I discovered that Mandelstam's world-view seemed to counterbalance some shortcomings in the great Moderns, Pound & Eliot & Williams & Stevens et al. All of them share points of affinity with Mandelstam and Acmeism, yet Pound's irascible fanaticism, Eliot's otherworldly pessimism & conservatism, the parochialism of some of the others, left me dissatisfied. Only Hart Crane (& Montale, & Joyce, & Proust) among those moderns, won as deep an assent - or as deep a sense of personal affinity - from me, as did Mandelstam. This sense of affinity had a lot to do with the approaches and trial runs I took in the late 80s and 90s around the long poem (or "poema", as they are called in Russia).
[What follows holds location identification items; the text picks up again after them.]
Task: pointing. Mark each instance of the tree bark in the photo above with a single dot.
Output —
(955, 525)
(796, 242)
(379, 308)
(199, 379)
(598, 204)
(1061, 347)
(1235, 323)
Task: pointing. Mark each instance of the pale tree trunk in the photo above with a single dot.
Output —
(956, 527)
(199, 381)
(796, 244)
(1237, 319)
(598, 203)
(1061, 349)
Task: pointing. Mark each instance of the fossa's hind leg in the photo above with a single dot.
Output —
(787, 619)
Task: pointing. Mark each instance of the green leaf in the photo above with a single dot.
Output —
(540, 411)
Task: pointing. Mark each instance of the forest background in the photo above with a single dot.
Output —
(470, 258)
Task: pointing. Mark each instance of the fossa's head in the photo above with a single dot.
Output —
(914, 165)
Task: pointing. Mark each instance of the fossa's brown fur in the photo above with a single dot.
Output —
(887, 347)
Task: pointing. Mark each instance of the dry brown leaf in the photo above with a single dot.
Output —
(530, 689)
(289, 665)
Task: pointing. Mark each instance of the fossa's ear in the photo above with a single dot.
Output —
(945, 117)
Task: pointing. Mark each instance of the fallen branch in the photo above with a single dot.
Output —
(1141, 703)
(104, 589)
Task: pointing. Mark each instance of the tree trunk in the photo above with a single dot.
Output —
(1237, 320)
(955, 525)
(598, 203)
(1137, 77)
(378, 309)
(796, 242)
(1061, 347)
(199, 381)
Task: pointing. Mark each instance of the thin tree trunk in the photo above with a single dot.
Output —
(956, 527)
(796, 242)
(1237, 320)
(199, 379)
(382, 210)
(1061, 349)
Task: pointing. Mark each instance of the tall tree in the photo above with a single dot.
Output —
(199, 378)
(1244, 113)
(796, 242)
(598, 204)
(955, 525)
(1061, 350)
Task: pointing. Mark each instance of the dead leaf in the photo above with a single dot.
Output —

And in the mid-90s I was intrigued to discover that many of the Language poets had traveled to Russia about the same time I was discovering Mandelstam, and that their affinities lay more with the Russian Futurists of the early 20th century, and, among critics, the Russian Formalists, than with Acmeism. Futurism and Acmeism can be seen as dual, antithetical outgrowths from Symbolism. And it seemed curious to me that in the 2nd half of the 90s I was (at least in my own mind) replaying those rivalries (between acmeist continuity and postmodern futurism) in my debates with poets affiliated with Language Poetry and the NY School (in venues such as the Buffalo Poetics List).

I've written more about these things in a couple essays in Mudlark. I try to see my polemics as forming some sort of holistic world-view. The cultural continuity of Acmeism, I relate to the idea of a "tradition-at-large" within which oppositional, idiomatic styles subsist. And on a philosophical or spiritual level, I relate this tradition-at-large to what I see as the telos or purpose of poetry in general. In a philosophical sense, wholeness is the search for the Good, the whole of goodness or God - within which or whom all lesser, partial goods are absorbed. This is the ancient concept of philo-logos, the ordering principle of the wise or just person, Wisdom or Justice, which subsumes passion to the contemplation of the Good in itself, and seeks to reflect it in radiant good works.